Dans les prisons bloquees service minimum pour les detenusSociété Civile

Communiqué de Force Républicaine

 

Force Réublicaine - 22 janvier 2018

S’il y avait bien une crise prévisible, c’est celle qui secoue notre système pénitentiaire. Une fois de plus, et c’est typiquement et malheureusement français, il faut en arriver là pour que le gouvernement réagisse à chaud.

A Force Républicaine, nous avons de longue date dénoncé la paupérisation du système pénitentiaire, le manque de places de prison et l’effondrement de l’autorité de l’Etat. Lors de la campagne électorale E. Macron aussi, promettant 15 000 places de prison supplémentaires. Depuis, rien. Pas de programme lancé, pas d’initiatives, une Ministre qui semble découvrir le problème.

Pourtant les choses sont dramatiquement simples et bien connues : Radicalisation islamique qui transforme certaines prisons en centres de propagande et des bâtiments de détention en mosquées salafistes,

Surpopulation et vétusté carcérales de telle sorte que que 80 à 100 000 peines de prison sont en attente d’exécution faute de places disponibles. La France dispose de 58 000 places pour une population carcérale de 69 000 personnes alors que la Grande-Bretagne possède 96 000 places. Il ne faut pas s’étonner, dans ces conditions, de la crise actuelle.

Dégradation des conditions de travail et de sécurité des personnels pénitentiaires, trop souvent considérés comme « la cinquième roue du carrosse »,

De manière plus générale, insuffisance chronique de moyens du Ministère de la Justice et lourdeur des procédures.

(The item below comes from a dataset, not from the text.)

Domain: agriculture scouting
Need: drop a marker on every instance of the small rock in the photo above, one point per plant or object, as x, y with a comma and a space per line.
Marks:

Devant la gravité de la situation, Force Républicaine affirme :

1 – Son soutien aux personnels pénitentiaires et propose de lancer une réflexion sur le transfert du service pénitentiaire au Ministère de l’Intérieur,

2 – La revalorisation des conditions de travail de ces personnels et leur dotation, en urgence, des moyens matériels améliorant notamment leur sécurité,

3 – La relance en urgence du « plan prisons » abandonné sous la présidence Hollande et l’engagement de construire 15 000 nouvelles places,

4 – Le rétablissement de l’autorité de l’Etat sur la base simple et de bon sens : Tout délit mérite sanction et la sanction doit être effective. Pour cela, nous souhaitons une simplification de la procédure pénale, l’application effective et la diversification des peines. Il est notamment essentiel de créer des centres de détention dédiés aux islamistes radicalisés.

5- Le développement de peines de substitution à l’incarcération pour les plus petits délits exclusivement. FR propose de s’appuyer sur les exemples concrets qui sont efficaces. Certaines villes comme Orléans accueillent et encadrent, sur demande de la Justice, des travaux d’intérêt général avec à l’issue une assez bonne réinsertion. Ce type de réussite pourrait être étendu au travers de conventions signées entre collectivités locales volontaires et le ministère de la Justice.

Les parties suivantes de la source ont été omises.